Property taxes to go up in 18 Onondaga County towns under Joanie Mahoney's proposed 2013 budget
Published: Friday, September 14, 2012, 6:00 AM Updated: Friday, September 14, 2012, 9:41 AM
Syracuse, N.Y. -- Property taxes in 18 Onondaga County towns and one village would increase in 2013 under County Executive Joanie Mahoney’s proposed $1.25 billion budget even though the county’s tax levy would not change.
The biggest jump in property taxes would be in the town of Van Buren, where taxes on a house assessed at $100,000 would climb by $58.
Mahoney will present her spending plan to lawmakers at 2 p.m. today in the county Legislature chambers.
Mahoney’s proposed budget would raise total spending by 2.3 percent over this year’s $1.22 billion budget.
But Mahoney said the amount the county raises from property taxes would remain at $148 million next year under her proposed spending plan. Projected increases of $14 million in sales tax revenues and the use of $14.5 million from the county’s fund balance — its accumulated savings from previous years — will enable the county to avoid raising the property tax levy, she said.
The county expects to have an $83 million fund balance at the end of this year. Mahoney is proposing using $4.6 million of that to pay operating expenses next year and $9.9 million of it to pay for vehicle purchases and other one-time capital costs.
Her plan would result in an overall property tax rate of $5.55 per $1,000 of assessed value in 2013, a penny less than this year’s rate. That would result in an average county tax bill of $555 for a house assessed at $100,000, not including special district fees.
However, tax rates are different among the county’s towns and village because of the formula the county uses to share its sales tax revenues and the way each community uses those revenues.
Some property owners in the county would see their county property tax bills rise next year and some will would see them shrink slightly because of changes in the county’s sales tax sharing formula approved three years ago.
Taxpayers in 19 communities would see their tax bills rise. Taxpayers in Geddes, 14 villages and the city of Syracuse would see them go down by a maximum of $3 on a home assessed at $100,000.

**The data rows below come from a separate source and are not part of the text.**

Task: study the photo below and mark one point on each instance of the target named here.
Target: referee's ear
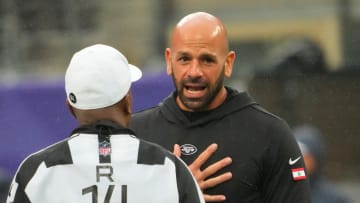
(70, 108)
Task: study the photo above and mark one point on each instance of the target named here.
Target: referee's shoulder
(145, 113)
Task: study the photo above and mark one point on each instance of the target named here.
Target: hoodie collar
(235, 102)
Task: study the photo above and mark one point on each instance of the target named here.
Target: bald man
(255, 158)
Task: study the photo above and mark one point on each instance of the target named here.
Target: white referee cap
(98, 76)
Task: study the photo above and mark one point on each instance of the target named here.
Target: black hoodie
(260, 144)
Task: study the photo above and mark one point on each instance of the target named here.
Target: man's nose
(195, 70)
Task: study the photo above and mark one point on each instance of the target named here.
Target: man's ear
(168, 61)
(229, 64)
(128, 103)
(71, 109)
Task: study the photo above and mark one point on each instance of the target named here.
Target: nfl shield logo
(104, 148)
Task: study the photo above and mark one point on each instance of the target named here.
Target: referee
(102, 161)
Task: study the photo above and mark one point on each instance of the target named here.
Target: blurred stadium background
(299, 59)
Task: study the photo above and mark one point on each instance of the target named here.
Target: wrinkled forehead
(200, 32)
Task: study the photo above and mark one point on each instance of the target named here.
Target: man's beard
(199, 104)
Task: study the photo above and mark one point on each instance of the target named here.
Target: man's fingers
(204, 156)
(211, 182)
(214, 198)
(213, 168)
(177, 150)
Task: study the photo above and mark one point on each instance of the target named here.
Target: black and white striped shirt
(103, 163)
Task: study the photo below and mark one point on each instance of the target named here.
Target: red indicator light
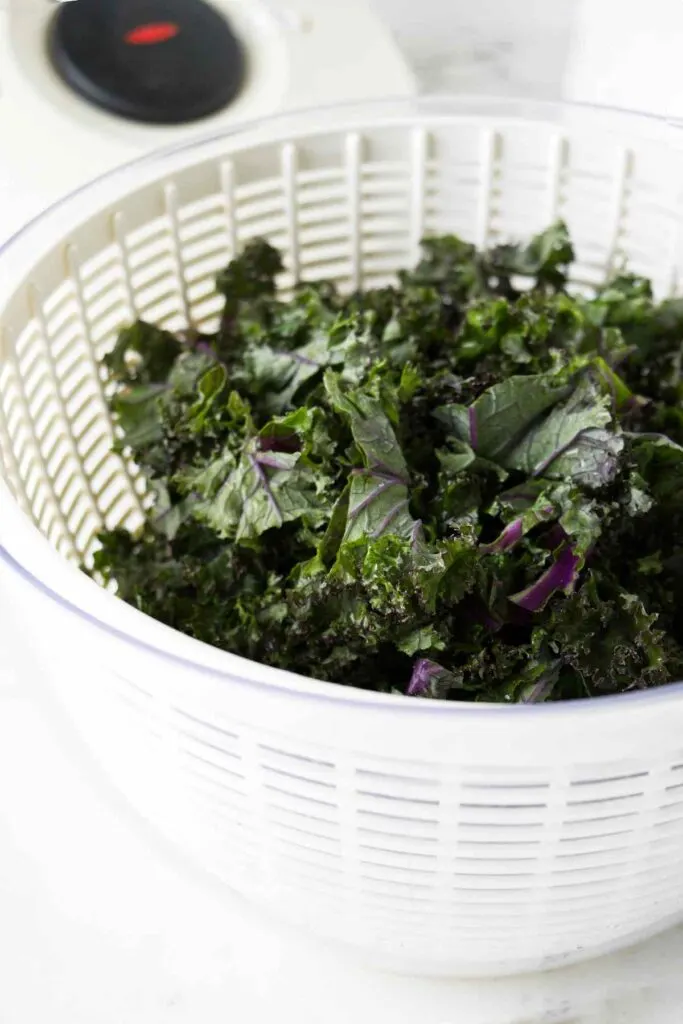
(148, 35)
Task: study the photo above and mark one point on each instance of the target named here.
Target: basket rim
(310, 689)
(271, 679)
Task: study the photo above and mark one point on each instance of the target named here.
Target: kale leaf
(467, 485)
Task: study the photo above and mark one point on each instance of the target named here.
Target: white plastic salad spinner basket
(435, 838)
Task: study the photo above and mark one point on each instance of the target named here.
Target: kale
(468, 485)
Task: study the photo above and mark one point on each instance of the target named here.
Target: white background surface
(102, 924)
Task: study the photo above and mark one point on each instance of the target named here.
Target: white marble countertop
(101, 923)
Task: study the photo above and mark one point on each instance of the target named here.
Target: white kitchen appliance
(297, 53)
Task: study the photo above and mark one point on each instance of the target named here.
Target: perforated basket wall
(442, 840)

Such differences will not occur after 2013 because that is the last year the county will share its sales tax revenues with the towns and villages.
Mahoney said she will propose providing $6.5 million in aid to towns and villages that adopt her plan for limiting residential development to areas already served by sewers and other public infrastructure.
Earlier this year, Mahoney proposed a new county “sustainability” plan that discourages growth in areas where public infrastructure does not already exist. With flat population growth, the county can no longer afford the costs of suburban sprawl, she said. But support for her plan is not universal in the county Legislature, which has yet to vote on it.
Mahoney said she will propose spending 22 percent of the county’s room occupancy tax revenues — or $1.06 million — next year on arts groups. The money would go to CNY Arts, formerly known as the Cultural Resources Council, which would decide how to divide it up among the arts groups.
Among the groups Mahoney would like to see funded is a new symphony to replace the defunct Syracuse Symphony. Mahoney said she expects a new symphony to begin playing concerts this fall or winter. It is organizing under the name Musical Associates of CNY, but a new name will be announced in December, she said.
Mahoney said she also will ask the Legislature for $530,000 to design the extension of a sewer line into the White Pine business park in Clay, formerly called the Clay Business Park. The 335-acre park at the northeast corner of Route 31 and Caughdenoy Road has no businesses, but Mahoney said she believes it will attract tenants if the site is served by sewers. She will later ask the Legislature to spend $5 million out of sewer revenues to extend the line.
“I believe we’ve missed a couple of opportunities because it’s not shovel ready,” she said. “There are businesses that are very interested in the site. It’s a great site.”